Techniques de renseignement. Le SGDSN, qui dépend du Premier ministre, doit lui offrir, en temps réel, une vision synoptique des surveillances autorisées. Plusieurs mois avant l’arrivée de la flamme olympique, le Groupement interministériel de contrôle (GIC) s’est préparé techniquement pour éviter toute panne des systèmes d’information pendant les Jeux. Malgré la forte pression sécuritaire et le pic d’activités de l’été 2024, le dispositif des techniques de renseignement a maintenu l’équilibre entre les exigences de sécurité nationale et le droit au respect de la vie privée. Le nombre d’autorisations de géolocalisations, en temps réel, de personnes surveillées a progressé de 3 % de 2023 à 2024. Le décompte ne se fait plus par identifiant mais par personne surveillée, car la même personne peut utiliser plusieurs identifiants simultanément ou successivement. Pendant le même temps, le nombre d’interceptions de sécurité a augmenté de 10 %. Il dépasse celui, cumulé, des captations de paroles, d’images, de données informatiques et d’introductions dans les lieux privés. La technique des « écoutes » reste donc indispensable aux services de renseignement, même si elle n’est plus celle par laquelle ils apprennent la teneur détaillée des projets terroristes, d’ingérences, d’espionnage, de criminalité organisée ou de violences collectives. En 2024, le GIC a formé 1.174 agents des services de renseignement, délivré plus de 100.000 autorisations de techniques de renseignement, fourni 1.250 transcriptions contrôlées par jour et trouvé 21 nouveaux opérateurs interlocuteurs.

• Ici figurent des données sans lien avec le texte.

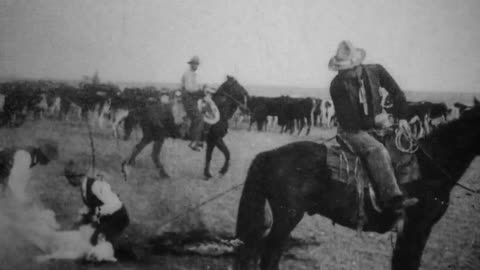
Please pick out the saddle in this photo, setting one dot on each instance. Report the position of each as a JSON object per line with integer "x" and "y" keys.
{"x": 205, "y": 106}
{"x": 345, "y": 166}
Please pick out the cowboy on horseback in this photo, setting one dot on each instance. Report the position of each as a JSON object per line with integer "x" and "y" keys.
{"x": 191, "y": 92}
{"x": 355, "y": 94}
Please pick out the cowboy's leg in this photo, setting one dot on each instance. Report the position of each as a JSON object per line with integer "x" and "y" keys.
{"x": 113, "y": 225}
{"x": 191, "y": 109}
{"x": 379, "y": 164}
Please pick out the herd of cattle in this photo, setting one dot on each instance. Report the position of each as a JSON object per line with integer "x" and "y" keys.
{"x": 107, "y": 102}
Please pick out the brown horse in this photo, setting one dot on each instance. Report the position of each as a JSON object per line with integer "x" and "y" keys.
{"x": 295, "y": 180}
{"x": 157, "y": 123}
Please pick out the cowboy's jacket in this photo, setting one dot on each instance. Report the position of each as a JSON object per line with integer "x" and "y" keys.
{"x": 356, "y": 111}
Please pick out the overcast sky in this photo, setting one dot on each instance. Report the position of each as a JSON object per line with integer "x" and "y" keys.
{"x": 426, "y": 45}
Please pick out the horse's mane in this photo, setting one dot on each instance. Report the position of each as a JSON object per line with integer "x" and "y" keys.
{"x": 458, "y": 134}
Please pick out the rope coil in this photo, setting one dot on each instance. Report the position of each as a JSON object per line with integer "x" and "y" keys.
{"x": 402, "y": 137}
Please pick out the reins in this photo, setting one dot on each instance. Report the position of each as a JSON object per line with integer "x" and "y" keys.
{"x": 413, "y": 146}
{"x": 445, "y": 173}
{"x": 201, "y": 204}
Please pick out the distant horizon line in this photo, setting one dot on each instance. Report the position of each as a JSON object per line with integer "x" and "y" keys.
{"x": 146, "y": 82}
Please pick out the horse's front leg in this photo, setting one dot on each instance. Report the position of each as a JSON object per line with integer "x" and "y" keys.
{"x": 409, "y": 247}
{"x": 226, "y": 153}
{"x": 208, "y": 158}
{"x": 131, "y": 159}
{"x": 157, "y": 146}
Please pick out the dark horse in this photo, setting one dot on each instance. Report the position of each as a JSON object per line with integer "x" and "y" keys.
{"x": 294, "y": 180}
{"x": 156, "y": 122}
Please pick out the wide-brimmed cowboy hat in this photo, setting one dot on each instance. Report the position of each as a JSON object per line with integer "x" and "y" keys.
{"x": 194, "y": 60}
{"x": 210, "y": 90}
{"x": 347, "y": 56}
{"x": 48, "y": 147}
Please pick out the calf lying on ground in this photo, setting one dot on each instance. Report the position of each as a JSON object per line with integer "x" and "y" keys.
{"x": 74, "y": 245}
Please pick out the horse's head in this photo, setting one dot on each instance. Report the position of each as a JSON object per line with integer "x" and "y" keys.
{"x": 232, "y": 92}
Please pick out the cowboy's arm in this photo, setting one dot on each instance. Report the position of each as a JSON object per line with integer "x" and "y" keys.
{"x": 398, "y": 97}
{"x": 343, "y": 105}
{"x": 111, "y": 202}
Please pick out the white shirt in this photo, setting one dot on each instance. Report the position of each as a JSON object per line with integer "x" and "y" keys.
{"x": 189, "y": 81}
{"x": 104, "y": 193}
{"x": 20, "y": 174}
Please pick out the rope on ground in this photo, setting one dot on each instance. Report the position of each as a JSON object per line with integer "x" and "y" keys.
{"x": 201, "y": 204}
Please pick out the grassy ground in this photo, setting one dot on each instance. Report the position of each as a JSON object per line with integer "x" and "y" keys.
{"x": 152, "y": 203}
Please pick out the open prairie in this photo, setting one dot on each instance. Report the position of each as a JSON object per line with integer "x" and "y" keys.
{"x": 153, "y": 202}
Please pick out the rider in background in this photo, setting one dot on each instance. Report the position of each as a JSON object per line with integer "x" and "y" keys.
{"x": 191, "y": 92}
{"x": 355, "y": 94}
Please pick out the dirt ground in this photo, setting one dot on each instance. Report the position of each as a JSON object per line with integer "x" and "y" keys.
{"x": 152, "y": 203}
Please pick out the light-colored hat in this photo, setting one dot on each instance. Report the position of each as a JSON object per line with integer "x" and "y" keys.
{"x": 347, "y": 56}
{"x": 210, "y": 90}
{"x": 195, "y": 60}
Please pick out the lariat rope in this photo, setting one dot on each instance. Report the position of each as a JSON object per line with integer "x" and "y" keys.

Cybermenaces. En 2024, dans un contexte de tensions internationales, les cyberattaquants ont ciblé la chaîne d’approvisionnements et les vulnérabilités des équipements des Jeux Olympiques et Paralympiques et des élections. L’espionnage a visé les infrastructures de télécommunications par l’emploi de « réseaux d’anonymisation » d’équipements compromis pour en détourner l’utilisation légitime, afin d’agir plus discrètement. Les intrus dissimulent ainsi leurs actions et en rendent l’attribution difficile à toutes les étapes de l’attaque informatique. La menace cybercriminelle se caractérise par des fuites de données et des attaques pour obtenir une rançon. L’Agence nationale de la sécurité des systèmes d’information (ANSSI) a constaté une hausse des attaques de déstabilisation, dont d’« hacktivistes » interdisant un service. En outre, la moitié de ces opérations de cyberdéfense ont porté sur la vulnérabilité des équipements des entités ciblées. Par ailleurs, la directive européenne NIS2 sur la sécurité des réseaux et des systèmes d’information vise à améliorer la cybersécurité en atténuant les menaces sur les secteurs public et économique clés, pour assurer la continuité de leurs services en cas d’incident. Adoptée en décembre 2022, la NIS2 est en cours de transposition dans le droit français en 2025. L’ANSSI accompagne les futures entités régulées en développant l’offre de ses services. En 2024, elle a détecté 4.386 événements de sécurité et 1.361 incidents. Elle a délivré 280 visas de sécurité,196 qualifications, 94 certifications, et 117.856 attestations « SecNumacademie ». Elle a formé 1.696 personnes et élaboré 68 formations labellisées « SecNumedu » et 35 formations labellisées « SecNumedu-FC ». Elle a aussi publié 22 articles scientifiques, 1 avis technique, 10 guides techniques et 12 logiciels en source ouverte.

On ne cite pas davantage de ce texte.